De selectie van rwzi’s op basis van hun impact op water als bron voor drinkwater of als natuur kan bijdragen aan de kosten-efficiënte invoering van lokale maatregelen ter verbetering van de waterkwaliteit. De modellering kan gebruikt worden om meer inzicht te krijgen in de impact van rwzi’s. Het is ook mogelijk om andere wegingsfactoren in het model te gebruiken.
Conclusies
Voor humane geneesmiddelen vormen rwzi’s de belangrijkste route voor verspreiding naar het oppervlaktewater. Dit water herbergt vaak vitale functies, zoals natuur en drinkwaterbron. Het modelleren hierop maakt duidelijk welke rwzi’s een grote impact hebben, en op welke plek maatregelen voor het verbeteren van waterkwaliteit het grootste effect zullen hebben. De hier beschreven studie is voor alle 345 Nederlandse rwzi’s uitgevoerd, met een gedetailleerd hydrologisch model voor twee extreme afvoercondities en 2 geneesmiddelen.
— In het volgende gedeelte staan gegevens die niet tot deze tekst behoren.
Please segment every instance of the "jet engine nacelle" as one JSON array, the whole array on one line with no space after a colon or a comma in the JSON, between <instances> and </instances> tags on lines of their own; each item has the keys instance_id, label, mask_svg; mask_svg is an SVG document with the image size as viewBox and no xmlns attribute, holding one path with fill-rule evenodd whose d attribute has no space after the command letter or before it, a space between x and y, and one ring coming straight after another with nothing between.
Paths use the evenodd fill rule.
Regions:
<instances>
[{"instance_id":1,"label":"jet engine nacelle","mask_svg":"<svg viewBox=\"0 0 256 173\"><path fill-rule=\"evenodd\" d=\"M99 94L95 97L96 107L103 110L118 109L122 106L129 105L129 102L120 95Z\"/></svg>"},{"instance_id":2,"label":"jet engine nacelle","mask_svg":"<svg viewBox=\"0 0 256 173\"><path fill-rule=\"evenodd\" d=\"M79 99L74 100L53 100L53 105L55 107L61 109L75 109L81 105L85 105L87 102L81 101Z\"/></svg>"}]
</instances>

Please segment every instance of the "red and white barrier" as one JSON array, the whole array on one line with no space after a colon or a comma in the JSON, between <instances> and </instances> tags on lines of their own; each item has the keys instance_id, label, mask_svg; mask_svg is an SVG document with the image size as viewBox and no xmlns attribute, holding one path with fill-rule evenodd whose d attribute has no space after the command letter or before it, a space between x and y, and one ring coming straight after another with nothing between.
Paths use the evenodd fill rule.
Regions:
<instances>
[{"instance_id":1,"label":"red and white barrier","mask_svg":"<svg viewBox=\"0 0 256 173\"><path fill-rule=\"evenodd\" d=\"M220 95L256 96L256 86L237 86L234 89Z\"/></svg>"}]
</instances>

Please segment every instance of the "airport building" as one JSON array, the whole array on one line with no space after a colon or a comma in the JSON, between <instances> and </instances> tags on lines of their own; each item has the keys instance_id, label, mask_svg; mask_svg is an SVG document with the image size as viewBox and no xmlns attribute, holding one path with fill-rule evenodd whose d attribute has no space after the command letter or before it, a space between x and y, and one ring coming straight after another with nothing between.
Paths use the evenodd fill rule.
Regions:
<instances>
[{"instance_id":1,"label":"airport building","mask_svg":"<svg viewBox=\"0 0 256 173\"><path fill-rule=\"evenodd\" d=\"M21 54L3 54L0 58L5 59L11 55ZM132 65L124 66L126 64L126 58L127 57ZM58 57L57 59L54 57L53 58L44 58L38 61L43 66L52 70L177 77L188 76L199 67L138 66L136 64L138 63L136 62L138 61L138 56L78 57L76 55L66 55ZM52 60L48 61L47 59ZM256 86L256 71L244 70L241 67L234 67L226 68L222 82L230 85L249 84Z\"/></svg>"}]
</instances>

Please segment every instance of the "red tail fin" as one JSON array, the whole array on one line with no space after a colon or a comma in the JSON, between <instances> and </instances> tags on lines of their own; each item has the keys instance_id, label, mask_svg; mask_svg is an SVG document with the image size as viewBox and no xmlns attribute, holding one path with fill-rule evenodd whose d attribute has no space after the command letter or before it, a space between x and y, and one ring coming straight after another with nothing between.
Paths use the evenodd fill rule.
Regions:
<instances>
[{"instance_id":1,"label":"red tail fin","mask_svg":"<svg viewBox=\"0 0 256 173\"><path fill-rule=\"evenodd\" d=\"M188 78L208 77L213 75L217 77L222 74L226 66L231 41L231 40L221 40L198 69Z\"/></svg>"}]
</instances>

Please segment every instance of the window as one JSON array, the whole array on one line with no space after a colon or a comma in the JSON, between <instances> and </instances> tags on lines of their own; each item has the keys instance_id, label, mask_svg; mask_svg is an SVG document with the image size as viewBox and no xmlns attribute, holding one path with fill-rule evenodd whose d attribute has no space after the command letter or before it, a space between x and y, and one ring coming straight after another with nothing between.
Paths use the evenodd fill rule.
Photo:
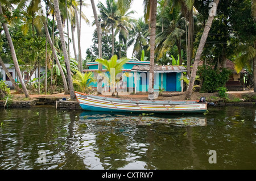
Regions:
<instances>
[{"instance_id":1,"label":"window","mask_svg":"<svg viewBox=\"0 0 256 181\"><path fill-rule=\"evenodd\" d=\"M13 73L11 71L10 71L9 73L11 74L11 77L13 77ZM9 78L9 77L8 77L8 75L6 74L5 74L5 80L6 81L11 81L11 79Z\"/></svg>"},{"instance_id":2,"label":"window","mask_svg":"<svg viewBox=\"0 0 256 181\"><path fill-rule=\"evenodd\" d=\"M25 81L27 81L28 79L30 74L28 72L24 72L24 79Z\"/></svg>"}]
</instances>

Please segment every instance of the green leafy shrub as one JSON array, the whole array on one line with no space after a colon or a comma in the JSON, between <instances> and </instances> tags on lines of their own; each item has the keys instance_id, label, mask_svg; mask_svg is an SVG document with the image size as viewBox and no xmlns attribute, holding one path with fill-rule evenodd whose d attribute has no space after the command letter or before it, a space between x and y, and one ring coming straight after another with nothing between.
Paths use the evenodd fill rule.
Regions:
<instances>
[{"instance_id":1,"label":"green leafy shrub","mask_svg":"<svg viewBox=\"0 0 256 181\"><path fill-rule=\"evenodd\" d=\"M4 100L10 94L10 88L5 84L5 81L0 81L0 99Z\"/></svg>"},{"instance_id":2,"label":"green leafy shrub","mask_svg":"<svg viewBox=\"0 0 256 181\"><path fill-rule=\"evenodd\" d=\"M226 69L214 70L212 66L199 68L197 74L200 76L203 84L200 92L213 93L218 87L224 87L232 72Z\"/></svg>"},{"instance_id":3,"label":"green leafy shrub","mask_svg":"<svg viewBox=\"0 0 256 181\"><path fill-rule=\"evenodd\" d=\"M217 89L218 91L218 95L221 98L227 98L228 94L226 94L226 91L228 91L226 87L220 87Z\"/></svg>"}]
</instances>

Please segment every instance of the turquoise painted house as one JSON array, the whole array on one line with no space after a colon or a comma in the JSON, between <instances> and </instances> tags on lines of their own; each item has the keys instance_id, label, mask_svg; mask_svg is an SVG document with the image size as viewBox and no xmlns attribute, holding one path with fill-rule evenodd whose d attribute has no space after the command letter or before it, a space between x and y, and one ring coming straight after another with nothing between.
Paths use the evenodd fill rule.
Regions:
<instances>
[{"instance_id":1,"label":"turquoise painted house","mask_svg":"<svg viewBox=\"0 0 256 181\"><path fill-rule=\"evenodd\" d=\"M129 73L129 77L120 75L121 81L118 86L119 91L123 92L146 92L149 85L149 61L141 61L131 60L123 65L123 73ZM85 71L94 72L94 78L97 79L95 72L98 70L98 63L96 62L87 63L88 69ZM108 75L107 70L103 67L104 73ZM187 69L181 66L160 66L155 65L154 68L154 89L156 91L159 87L164 89L164 91L181 92L183 91L183 82L180 81L183 72ZM108 75L107 75L108 76ZM104 87L106 83L102 84ZM90 85L93 87L97 87L97 82Z\"/></svg>"}]
</instances>

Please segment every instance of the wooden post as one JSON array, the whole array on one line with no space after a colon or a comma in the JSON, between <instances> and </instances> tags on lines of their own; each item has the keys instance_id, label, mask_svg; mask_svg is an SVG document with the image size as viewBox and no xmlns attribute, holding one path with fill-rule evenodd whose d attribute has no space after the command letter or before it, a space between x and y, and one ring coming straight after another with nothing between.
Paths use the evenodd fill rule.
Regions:
<instances>
[{"instance_id":1,"label":"wooden post","mask_svg":"<svg viewBox=\"0 0 256 181\"><path fill-rule=\"evenodd\" d=\"M5 108L5 106L6 106L6 103L8 101L9 98L9 97L8 96L7 98L6 99L6 100L5 101L5 106L3 106L3 108Z\"/></svg>"}]
</instances>

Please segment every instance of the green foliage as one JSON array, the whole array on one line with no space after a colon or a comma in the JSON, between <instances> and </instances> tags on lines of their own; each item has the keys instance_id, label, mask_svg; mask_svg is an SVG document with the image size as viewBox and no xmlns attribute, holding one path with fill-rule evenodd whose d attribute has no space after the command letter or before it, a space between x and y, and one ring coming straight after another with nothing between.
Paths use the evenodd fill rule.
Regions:
<instances>
[{"instance_id":1,"label":"green foliage","mask_svg":"<svg viewBox=\"0 0 256 181\"><path fill-rule=\"evenodd\" d=\"M230 73L231 71L226 69L219 70L214 70L211 66L199 68L197 74L203 81L200 91L208 93L217 92L218 87L225 86Z\"/></svg>"},{"instance_id":2,"label":"green foliage","mask_svg":"<svg viewBox=\"0 0 256 181\"><path fill-rule=\"evenodd\" d=\"M159 86L159 96L161 96L163 94L163 92L164 91L165 89L164 88L162 89L161 87Z\"/></svg>"},{"instance_id":3,"label":"green foliage","mask_svg":"<svg viewBox=\"0 0 256 181\"><path fill-rule=\"evenodd\" d=\"M177 55L177 59L175 60L174 57L171 55L172 57L172 65L180 65L180 56Z\"/></svg>"},{"instance_id":4,"label":"green foliage","mask_svg":"<svg viewBox=\"0 0 256 181\"><path fill-rule=\"evenodd\" d=\"M92 72L81 73L76 70L76 74L73 77L73 83L77 91L83 93L89 93L92 89L90 87L90 83L95 82L96 80L93 78Z\"/></svg>"},{"instance_id":5,"label":"green foliage","mask_svg":"<svg viewBox=\"0 0 256 181\"><path fill-rule=\"evenodd\" d=\"M10 94L10 88L7 87L5 81L0 81L0 99L5 99Z\"/></svg>"},{"instance_id":6,"label":"green foliage","mask_svg":"<svg viewBox=\"0 0 256 181\"><path fill-rule=\"evenodd\" d=\"M218 95L221 98L227 98L228 94L226 92L228 91L226 87L220 87L217 89L218 91Z\"/></svg>"},{"instance_id":7,"label":"green foliage","mask_svg":"<svg viewBox=\"0 0 256 181\"><path fill-rule=\"evenodd\" d=\"M112 39L111 35L106 32L102 32L102 58L108 60L112 56ZM117 54L119 56L119 50L121 48L121 57L126 57L125 46L123 45L121 45L120 46L119 43L115 41L115 39L114 39L114 54ZM95 31L93 33L92 42L93 45L90 46L89 48L86 49L86 58L90 59L94 61L98 57L98 37L96 31ZM119 57L118 57L118 58L119 58Z\"/></svg>"},{"instance_id":8,"label":"green foliage","mask_svg":"<svg viewBox=\"0 0 256 181\"><path fill-rule=\"evenodd\" d=\"M188 86L188 84L189 83L189 80L185 74L183 74L181 78L180 79L180 81L183 81L184 82L185 82L187 86ZM198 75L196 75L195 81L200 81L200 77ZM195 85L193 87L193 91L196 90L196 87L200 87L199 85Z\"/></svg>"},{"instance_id":9,"label":"green foliage","mask_svg":"<svg viewBox=\"0 0 256 181\"><path fill-rule=\"evenodd\" d=\"M148 58L148 57L145 57L145 51L144 50L142 50L142 51L141 52L141 61L147 61Z\"/></svg>"}]
</instances>

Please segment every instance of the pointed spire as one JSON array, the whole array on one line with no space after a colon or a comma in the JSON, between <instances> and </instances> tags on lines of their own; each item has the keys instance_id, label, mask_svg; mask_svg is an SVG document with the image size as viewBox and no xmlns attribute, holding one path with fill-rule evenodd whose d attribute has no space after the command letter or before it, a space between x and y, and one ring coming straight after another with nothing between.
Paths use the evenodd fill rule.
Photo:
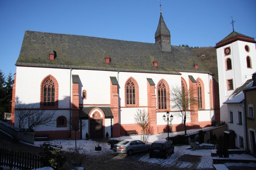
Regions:
<instances>
[{"instance_id":1,"label":"pointed spire","mask_svg":"<svg viewBox=\"0 0 256 170\"><path fill-rule=\"evenodd\" d=\"M233 20L233 17L231 17L231 18L232 19L232 22L230 23L230 24L232 24L232 27L233 27L233 32L234 32L234 23L235 22L235 20Z\"/></svg>"},{"instance_id":2,"label":"pointed spire","mask_svg":"<svg viewBox=\"0 0 256 170\"><path fill-rule=\"evenodd\" d=\"M155 33L155 43L160 45L161 50L171 51L171 33L165 24L161 10L157 28Z\"/></svg>"}]
</instances>

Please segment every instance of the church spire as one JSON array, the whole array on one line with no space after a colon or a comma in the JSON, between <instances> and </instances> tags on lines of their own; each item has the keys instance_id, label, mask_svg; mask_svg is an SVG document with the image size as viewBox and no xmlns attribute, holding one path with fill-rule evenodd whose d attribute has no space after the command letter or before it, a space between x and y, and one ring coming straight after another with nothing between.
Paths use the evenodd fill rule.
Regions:
<instances>
[{"instance_id":1,"label":"church spire","mask_svg":"<svg viewBox=\"0 0 256 170\"><path fill-rule=\"evenodd\" d=\"M171 51L171 34L164 22L161 9L157 28L155 33L155 43L160 45L161 50Z\"/></svg>"}]
</instances>

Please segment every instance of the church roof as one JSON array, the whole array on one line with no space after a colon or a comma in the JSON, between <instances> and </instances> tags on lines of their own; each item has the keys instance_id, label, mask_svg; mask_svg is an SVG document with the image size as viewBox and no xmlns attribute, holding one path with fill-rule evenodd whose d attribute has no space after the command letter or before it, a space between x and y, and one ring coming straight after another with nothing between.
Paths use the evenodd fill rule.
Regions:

Meetgegevens vallen in het algemeen binnen de range van gemodelleerde concentraties bij de extreme afvoer. De helft van het onttrokken ruwe water (oppervlaktewater, oeverinfiltraat en grondwater) voor de productie van drinkwater wordt beïnvloed door rwzi’s, en een kwart van de Natura-2000-gebieden in oppervlaktewater. Het leeuwendeel van de impact van rwzi’s op de gevoelige functies wordt veroorzaakt door een relatief klein aandeel van alle rwzi’s; 19% van alle rwzi’s heeft grote invloed op bronnen voor drinkwater en 39% op de Natura-2000-gebieden. Met dit model is het mogelijk om vast te stellen waar maatregelen ter verbetering van waterkwaliteit en bescherming van gevoelige functies – zoals het uitbreiden van zuiveringsprocessen met geavanceerde technologie – het meeste effect zullen hebben.
Het hier beschreven werk is gefinancierd via het Europese project SOLUTIONS. De Nederlandse drinkwaterbedrijven leverden gegevens over drinkwateronttrekking, de provincies leverden gegevens over 25-jaars-grondwaterbeschermingsgebieden, RIWA leverde meetgegevens voor waterkwaliteit. Het Ministerie van I&M heeft de landelijke applicatie van de KRW-Verkenner 2.0 beschikbaar gesteld.